壁(くび)ぬ耳風言葉(みんかじくとぅば)

 80年代、関西のコミッバンド「おかげ様ブラザーズ」は、「壁に耳ありクロードチアリ」と歌って笑いを誘った。その原典は周知の「壁に耳あり障子に目あり」。壁に耳がある如く物をいう時よく気をつけよ、との戒め。

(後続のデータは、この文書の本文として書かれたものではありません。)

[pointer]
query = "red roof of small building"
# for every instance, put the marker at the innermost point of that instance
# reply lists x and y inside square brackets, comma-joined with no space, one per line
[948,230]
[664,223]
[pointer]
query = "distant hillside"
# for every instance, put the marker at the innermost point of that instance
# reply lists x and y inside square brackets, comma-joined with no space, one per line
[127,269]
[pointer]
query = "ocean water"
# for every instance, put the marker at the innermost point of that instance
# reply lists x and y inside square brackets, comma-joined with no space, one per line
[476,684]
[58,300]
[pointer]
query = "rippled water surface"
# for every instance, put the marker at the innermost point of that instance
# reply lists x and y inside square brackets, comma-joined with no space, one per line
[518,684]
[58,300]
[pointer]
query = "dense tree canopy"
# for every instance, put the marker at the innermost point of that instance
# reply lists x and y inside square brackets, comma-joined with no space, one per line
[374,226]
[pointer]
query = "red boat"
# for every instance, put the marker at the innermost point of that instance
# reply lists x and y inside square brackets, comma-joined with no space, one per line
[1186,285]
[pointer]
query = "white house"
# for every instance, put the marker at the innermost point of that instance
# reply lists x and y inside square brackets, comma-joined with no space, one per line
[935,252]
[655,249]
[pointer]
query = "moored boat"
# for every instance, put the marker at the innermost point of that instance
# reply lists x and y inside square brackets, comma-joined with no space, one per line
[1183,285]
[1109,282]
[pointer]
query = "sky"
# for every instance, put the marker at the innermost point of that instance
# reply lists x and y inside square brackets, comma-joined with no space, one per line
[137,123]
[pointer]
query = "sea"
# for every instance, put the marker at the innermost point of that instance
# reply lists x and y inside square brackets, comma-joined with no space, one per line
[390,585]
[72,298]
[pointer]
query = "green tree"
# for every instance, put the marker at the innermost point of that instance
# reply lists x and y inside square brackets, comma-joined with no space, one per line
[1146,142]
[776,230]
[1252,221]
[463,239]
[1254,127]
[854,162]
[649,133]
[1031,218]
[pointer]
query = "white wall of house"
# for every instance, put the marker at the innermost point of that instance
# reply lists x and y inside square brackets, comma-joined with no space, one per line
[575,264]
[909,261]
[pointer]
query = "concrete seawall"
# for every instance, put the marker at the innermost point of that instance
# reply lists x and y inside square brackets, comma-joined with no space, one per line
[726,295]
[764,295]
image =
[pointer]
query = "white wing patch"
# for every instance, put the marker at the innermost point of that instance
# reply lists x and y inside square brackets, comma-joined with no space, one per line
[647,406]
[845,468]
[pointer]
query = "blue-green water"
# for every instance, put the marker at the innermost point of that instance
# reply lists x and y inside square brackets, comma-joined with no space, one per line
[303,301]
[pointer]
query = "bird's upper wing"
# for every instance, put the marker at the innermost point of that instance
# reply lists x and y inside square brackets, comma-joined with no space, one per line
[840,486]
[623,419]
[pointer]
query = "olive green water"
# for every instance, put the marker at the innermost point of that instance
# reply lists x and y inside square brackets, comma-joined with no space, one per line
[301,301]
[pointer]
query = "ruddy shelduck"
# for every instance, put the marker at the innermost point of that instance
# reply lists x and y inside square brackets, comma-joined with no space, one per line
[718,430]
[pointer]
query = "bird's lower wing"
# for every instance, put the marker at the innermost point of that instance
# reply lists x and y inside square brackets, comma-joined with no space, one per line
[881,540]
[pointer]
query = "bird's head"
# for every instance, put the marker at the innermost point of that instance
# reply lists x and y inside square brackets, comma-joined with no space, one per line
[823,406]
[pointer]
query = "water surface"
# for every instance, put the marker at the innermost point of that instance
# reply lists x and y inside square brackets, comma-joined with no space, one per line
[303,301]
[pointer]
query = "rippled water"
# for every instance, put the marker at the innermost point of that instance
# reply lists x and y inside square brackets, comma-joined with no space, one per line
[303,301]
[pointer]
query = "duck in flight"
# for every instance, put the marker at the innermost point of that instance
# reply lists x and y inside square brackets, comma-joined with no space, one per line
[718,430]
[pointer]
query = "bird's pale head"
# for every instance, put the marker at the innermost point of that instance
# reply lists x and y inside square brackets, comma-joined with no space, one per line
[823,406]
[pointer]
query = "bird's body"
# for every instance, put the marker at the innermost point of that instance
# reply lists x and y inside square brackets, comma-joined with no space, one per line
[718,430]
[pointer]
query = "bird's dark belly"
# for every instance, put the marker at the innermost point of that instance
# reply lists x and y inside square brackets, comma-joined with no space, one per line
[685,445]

 石垣島や竹富島では「家(やー)ぬ壁(くべー)や耳(みん)」、与那国島では「家(だ)の廻(みんぐ)いにゃ耳(みん)たふあんでぃ思(うむ)りょ」(家の廻りには耳があると思え)という。竹富では、特定の時間帯に注意を促し、「夜家(ゆるやー)ぬ壁(くび)や耳(みん)てぃどぅある」ともいう。
 沖縄本島には「壁ぬ物聞ちゃん風ぬ物言ゆん」(壁が物を聞く風が物を言う)という言い方もあるが、西表島祖納には「壁(くび)ぬ耳(みん)風(かじ)言葉(くとぅば)」といった簡潔な表現がある。風が言葉を運ぶように話が多くの人に知られてしまうのだという。
秘密がどうのこうのと難しい世の中。星勲氏は「秘密を持たず、戸を開け放ち、涼風に身をふかせながら、楽しく浮世を渡った方がよい」といっている。これも一理ある。